Lana and Andy Wachowski’s latest attractive, expensive post-Matrix failure is full of interesting ideas and fantastic set design, which are undone by mostly uninteresting characters, emotionally dishonest storytelling and a convoluted plot more fascinated with the signing of deeds using notarized space tattoos – yep, that’s a thing -- than with creating situations and people worthy of the filmmakers’ effort.
After random Russian thieves kill her stargazing father and – clutch the pearls! – steal his brass telescope, Jupiter (the painfully miscast Mila Kunis) is born aboard a Chicago-bound cargo ship (because reasons). There, we find her struggling to live as the world’s prettiest maid, one willing to donate her eggs so she can one day afford to buy a brass telescope like her dad’s.
Jupiter doesn’t know she recently became the rightful owner of Earth, much to the chagrin of a regal alien villain that calls the inside of the planet Jupiter home. The campy, whispering baddie, Balem Abrasax (Eddie Redmayne), will stop at nothing – save for obeying the aforementioned space laws – to prevent her from being queen.
Lots of damsel-in-distress scenes ensue as Jupiter falls (a lot) and gets rescued (a lot) by Caine Wise (Channing Tatum), a half-man, half-dog and all master hover-boot flyer, charged with saving her so she can rightfully claim our planet.
All of that would be passable if the script presented us with a heroine worth saving, or, even better, someone who can save herself. There’s a moment when the latter almost happens, during the confusing and bloated climax. Here, Jupiter physically battles Balem -- she has him on the ropes, one more blow from the metal wipe she wields should finish him. Instead, she gets her ass handed to her by gravity once again, falling to a death Wise swoops in to prevent.
We never get to know who Jupiter is; what are her wants, her dreams, other than a desire to own a telescope identical to the one that belonged to the father she never knew?
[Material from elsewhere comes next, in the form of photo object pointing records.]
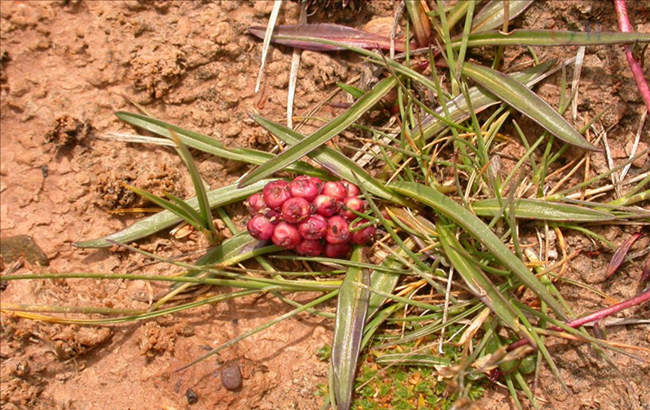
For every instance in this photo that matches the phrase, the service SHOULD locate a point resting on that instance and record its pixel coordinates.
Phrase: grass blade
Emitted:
(332, 32)
(147, 226)
(527, 102)
(337, 163)
(348, 331)
(193, 218)
(322, 135)
(550, 38)
(478, 282)
(470, 223)
(211, 146)
(267, 41)
(492, 14)
(542, 210)
(384, 281)
(202, 198)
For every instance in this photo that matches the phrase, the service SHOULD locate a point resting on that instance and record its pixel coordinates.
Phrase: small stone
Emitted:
(639, 162)
(231, 376)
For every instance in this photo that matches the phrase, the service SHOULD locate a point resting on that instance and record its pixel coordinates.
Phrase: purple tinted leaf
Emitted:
(619, 255)
(645, 274)
(325, 31)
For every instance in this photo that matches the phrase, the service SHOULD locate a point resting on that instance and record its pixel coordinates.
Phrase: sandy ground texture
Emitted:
(67, 66)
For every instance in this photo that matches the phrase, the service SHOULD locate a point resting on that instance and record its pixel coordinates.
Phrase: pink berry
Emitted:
(335, 189)
(337, 251)
(351, 189)
(260, 227)
(255, 204)
(275, 193)
(326, 205)
(285, 235)
(363, 236)
(337, 230)
(310, 247)
(295, 210)
(305, 187)
(356, 204)
(273, 216)
(314, 227)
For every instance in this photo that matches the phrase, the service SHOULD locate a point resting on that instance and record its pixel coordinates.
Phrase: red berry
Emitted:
(260, 227)
(337, 230)
(337, 251)
(326, 205)
(310, 247)
(315, 227)
(351, 189)
(335, 189)
(255, 204)
(305, 187)
(295, 210)
(363, 236)
(272, 215)
(285, 235)
(355, 203)
(275, 193)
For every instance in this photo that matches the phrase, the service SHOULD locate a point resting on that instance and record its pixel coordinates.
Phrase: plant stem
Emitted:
(598, 315)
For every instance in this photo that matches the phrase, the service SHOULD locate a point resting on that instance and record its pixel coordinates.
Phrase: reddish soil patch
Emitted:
(66, 66)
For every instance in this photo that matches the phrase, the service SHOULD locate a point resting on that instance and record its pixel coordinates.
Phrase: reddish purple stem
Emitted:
(625, 26)
(601, 314)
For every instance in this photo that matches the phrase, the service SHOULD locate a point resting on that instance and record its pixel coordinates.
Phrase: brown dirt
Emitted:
(66, 66)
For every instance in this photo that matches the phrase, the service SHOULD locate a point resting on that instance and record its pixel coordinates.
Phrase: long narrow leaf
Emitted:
(335, 162)
(525, 101)
(478, 282)
(385, 281)
(542, 210)
(211, 146)
(323, 134)
(492, 14)
(470, 223)
(550, 38)
(348, 331)
(333, 32)
(150, 225)
(199, 188)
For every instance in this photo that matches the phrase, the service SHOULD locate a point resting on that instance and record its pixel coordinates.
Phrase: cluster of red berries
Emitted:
(309, 216)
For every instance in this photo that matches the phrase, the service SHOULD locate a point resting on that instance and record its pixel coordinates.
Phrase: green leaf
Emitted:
(190, 217)
(551, 38)
(348, 331)
(492, 14)
(470, 223)
(385, 281)
(542, 210)
(353, 91)
(150, 225)
(527, 102)
(199, 188)
(459, 110)
(322, 135)
(335, 162)
(211, 146)
(478, 282)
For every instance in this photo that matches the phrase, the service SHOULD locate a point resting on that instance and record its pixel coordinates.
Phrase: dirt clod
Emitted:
(231, 376)
(67, 131)
(14, 247)
(191, 397)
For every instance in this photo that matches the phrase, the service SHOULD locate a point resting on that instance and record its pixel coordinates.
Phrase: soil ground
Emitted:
(67, 66)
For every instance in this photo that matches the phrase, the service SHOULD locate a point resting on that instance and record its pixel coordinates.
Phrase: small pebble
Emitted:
(191, 396)
(231, 376)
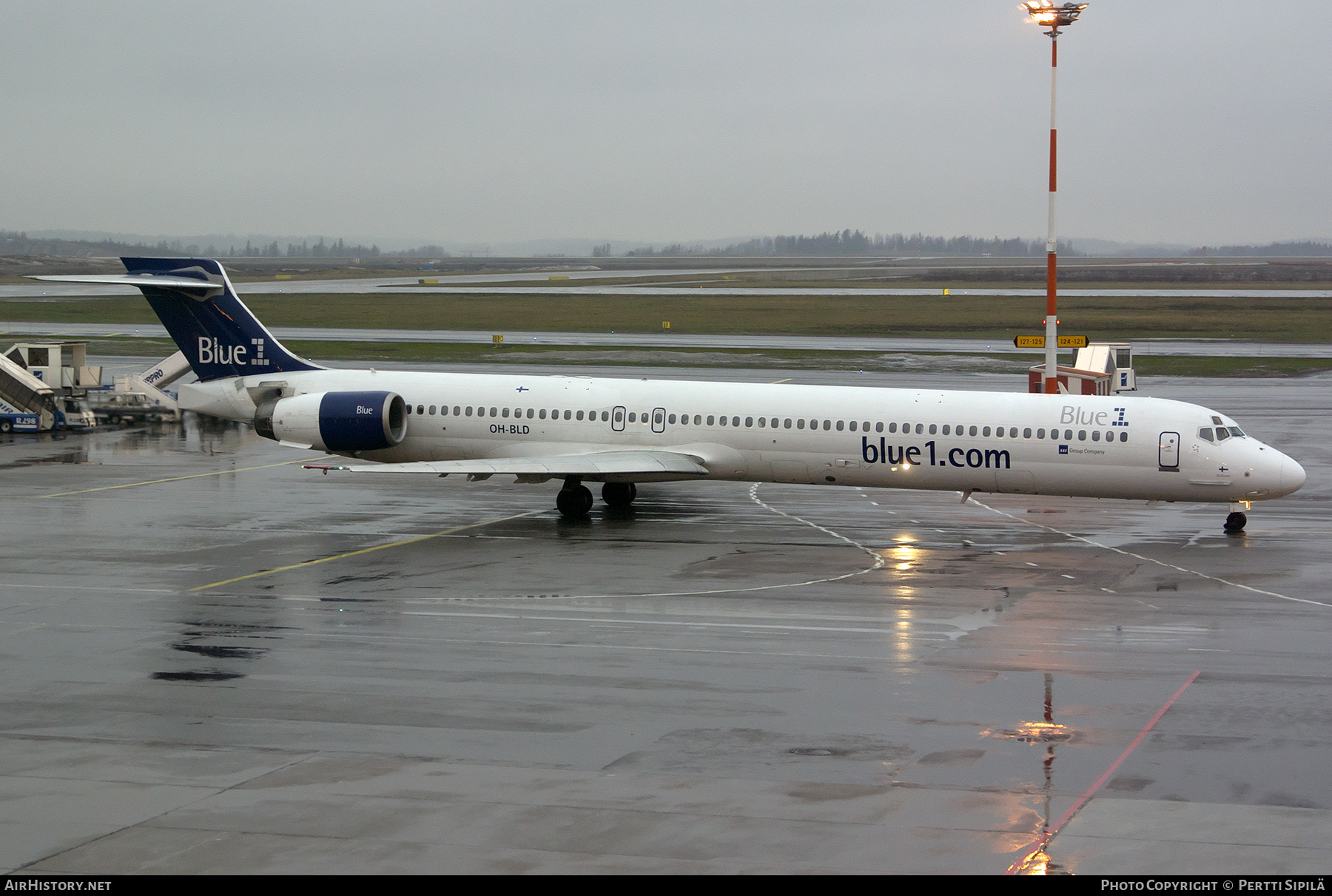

Tatum fares slightly better than his costar, thanks to a generous supply of heroic laser fights and spaceship battles the script affords him. We don’t get to know anything significant about him, but the movie acts like we already do. He’s introduced with an unearned confidence – as if we’ve already spent countless films with him and have put him on the same iconic pedestal with the likes of Han Solo or Neo.
In fact, the whole movie plays like the continuation of a story we’re only getting the first part of – as if the Wachowskis believe we love these characters as much as they do. It’s like being dropped into the second book in A Song of Fire and Ice and being expected to catch up either through Wiki or with the help of a friend.
Whole sections seethe with exposition that confuses more than it explains. Space battles blaze across the stars without clarity. And most scenes frequently open in the middle of events in ways that trick you into believing you must have missed the beginnings because you fell asleep. The story assumes you saw that which only lives inside the minds of the Wachowskis.
As pretty as the production design is, there are too many CG establishing shots that owe their shimmering landscapes to places like Naboo, as if the movie’s world-building was inspired by only the bad parts of the Star Wars prequels. One of its key alien creatures is basically the Koopa design from Super Mario Bros., now with dragon wings.
The overcooked spectacle gives way to an aimless and loud score from Michael Giachino, (sadly) his worst ever. His best work, as fans know, stems from stories that resonate with theme and heart. Here, all his music does is underscore their absence.
If Jupiter Ascending succeeds at anything, it’s validating Hollywood’s current mandate to franchise intellectual property -- while torpedoing any hopes original sci-fi has in ever seeing the green light.
Jupiter Ascending opens today nationwide.